The problem is that this exception is thrown from within the listen to a _httpParser. This means that the user can't ever catch this error:
_subscription = _httpParser.listen((incoming) {
// Only handle one incoming response at the time. Keep the
// stream paused until the response have been processed.
_subscription.pause();
// We assume the response is not here, until we have send the request.
if (_nextResponseCompleter == null) {
throw new HttpException(
"Unexpected response (unsolicited response without request).",
uri: _currentUri);
}
The big question is: how should this error be reported?. Just throwing isn't good enough, since it would never reach the user. The surrounding code doesn't give me enough information.
When can _nextResponseCompleter == null be true?
If it is null did we already report an error (or success), and should we then just ignore the error? (still better than crashing the VM).
@Pacane could you provide some feedback on how this was happening?
What client/server interaction seems to trigger this?
So this happens when I do a post request to a remote server, and the server gives a 408 response (Request Timeout).
When the server returns the 408, _nextResponseCompleter == null is true, and the exception is thrown.
The production had this pattern
connect() async {
var client = getSomeClient();
try {
HttpClientRequest request = await client.postUrl(connUri);
// more code
catch(e) {
retryConnectWithSomeDelay();
}
}
For some reason, when I do this
connect() async {
var client = getSomeClient();
try {
HttpClientRequest request = await client.postUrl(connUri);
// more code
catch(e) {
retryConnectWithSomeDelay();
}
}
the error happens. But if I close the client before retrying:
connect() async {
var client = getSomeClient();
try {
HttpClientRequest request = await client.postUrl(connUri);
// more code
catch(e) {
__client.close();__
retryConnectWithSomeDelay();
}
}
I have no error.
Note that I can freely remove the retryConnectWithSomeDelay() and get essentially the same behaviour.

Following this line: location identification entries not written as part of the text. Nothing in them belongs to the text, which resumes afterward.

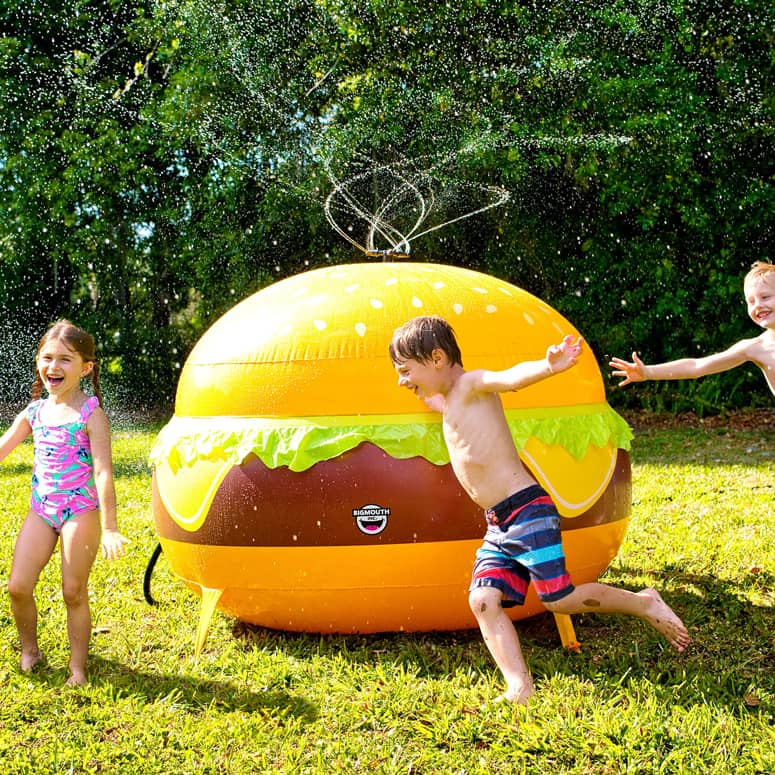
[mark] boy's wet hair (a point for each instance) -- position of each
(760, 270)
(420, 336)
(77, 340)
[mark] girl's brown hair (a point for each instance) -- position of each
(78, 341)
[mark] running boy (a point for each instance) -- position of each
(759, 291)
(522, 542)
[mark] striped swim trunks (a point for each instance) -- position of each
(523, 544)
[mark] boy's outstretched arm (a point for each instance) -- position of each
(684, 368)
(559, 357)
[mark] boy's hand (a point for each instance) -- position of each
(564, 355)
(632, 372)
(113, 544)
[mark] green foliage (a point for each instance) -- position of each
(261, 701)
(160, 161)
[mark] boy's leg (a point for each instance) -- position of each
(80, 542)
(502, 641)
(34, 547)
(647, 605)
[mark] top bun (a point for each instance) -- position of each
(317, 343)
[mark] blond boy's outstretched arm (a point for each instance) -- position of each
(683, 368)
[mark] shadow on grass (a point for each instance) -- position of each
(196, 695)
(731, 649)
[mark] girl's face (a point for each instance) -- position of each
(760, 298)
(61, 368)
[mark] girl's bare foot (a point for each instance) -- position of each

In other words, the minimal code needed to reproduce this (omitting some details like certificates and [I think]聽other irrelevant stuff) is:
connect() async {
var client = getSomeClient();
HttpClientRequest request = await client.postUrl(connUri);
}
with a server returning a 408. When I debugged the _HttpClientConnection, when the exception was gonna be thrown, the incoming value from the _httpParser.listen() was:

Note that this server returning the 408 is a 3rd party server that I don't have access to unfortunately.
I get this when using the Dart AWS Lambda Runtime in the lambci/lambda:provided Docker image in the AWS SAM CLI tool:
Unhandled exception:
HttpException: Unexpected response (unsolicited response without request).

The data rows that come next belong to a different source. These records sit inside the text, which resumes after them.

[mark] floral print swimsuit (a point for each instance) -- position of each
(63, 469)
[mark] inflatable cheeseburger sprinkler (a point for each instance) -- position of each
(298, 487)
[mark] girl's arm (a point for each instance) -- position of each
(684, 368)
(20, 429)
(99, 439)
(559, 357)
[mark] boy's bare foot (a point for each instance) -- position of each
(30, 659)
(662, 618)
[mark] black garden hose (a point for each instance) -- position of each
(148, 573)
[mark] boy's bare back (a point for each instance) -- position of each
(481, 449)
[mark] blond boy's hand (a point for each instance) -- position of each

The server interacting with the Dart HTTP client is a Go server.
Specifically the postInvocationError request that is handled by the handleErrorRequest function gives the "Unexpected response" exception.
@ZichangG @sortie
if (incoming.statusCode == 100) {
// some codes
} else {
_nextResponseCompleter.complete(incoming);
_nextResponseCompleter = null;
}
if (!closing &&
!_dispose &&
incoming.headers.persistentConnection &&
request.persistentConnection) {
// Return connection, now we are done.
_httpClient._returnConnection(this);
_subscription.resume();
} else {
destroy();
}
I'm not confident whether this is a bug. In our implementation, if statusCode != 100, we complete with incoming and set _nextResponseCompleter to null. Because of persistent connection, it resumes the subscription so the next incoming arrived and _nextResponseCompleter is null.
Is this behavior correct?
I'm wondering whether it's a bug in the failing request or the request that came before.

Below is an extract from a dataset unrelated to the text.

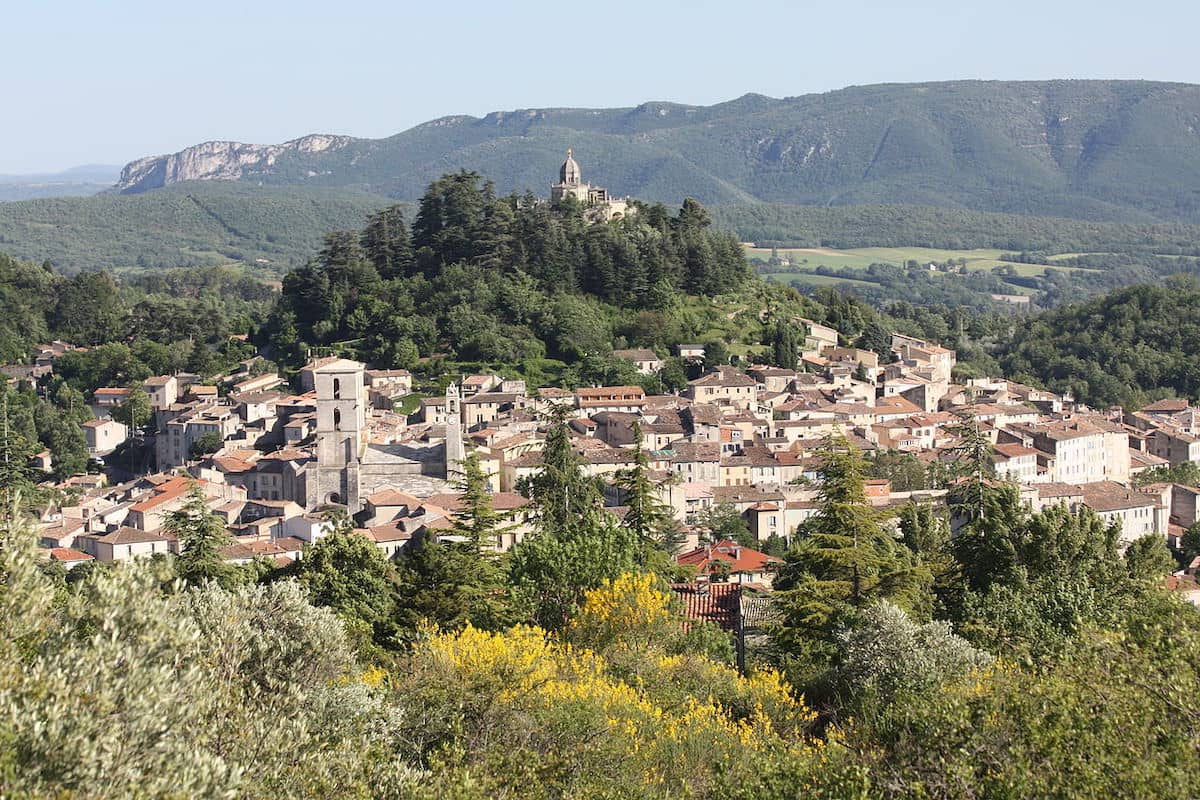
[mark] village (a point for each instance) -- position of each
(747, 440)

Is there a possibility that the previous request is causing the unexpected response?
How is this handled in other languages?
According to RFC,
A server SHOULD send the "close" connection option
(Section 6.1 of [RFC7230]) in the response, since 408 implies that
the server has decided to close the connection rather than continue
waiting.
This looks like the case where server didn't explicitly close.
@Schwusch or @Pacane Could you please try my patch(https://dart-review.googlesource.com/c/sdk/+/144346) to see whether it worked?
@zichangg I'll make an attempt to download the patchset and build the SDK today, or is there a build artifact or alike from the CI/CD?
@zichangg It worked when I tested it! You're awesome :1st_place_medal:
@Schwusch Thanks! I'll try to get it landed asap.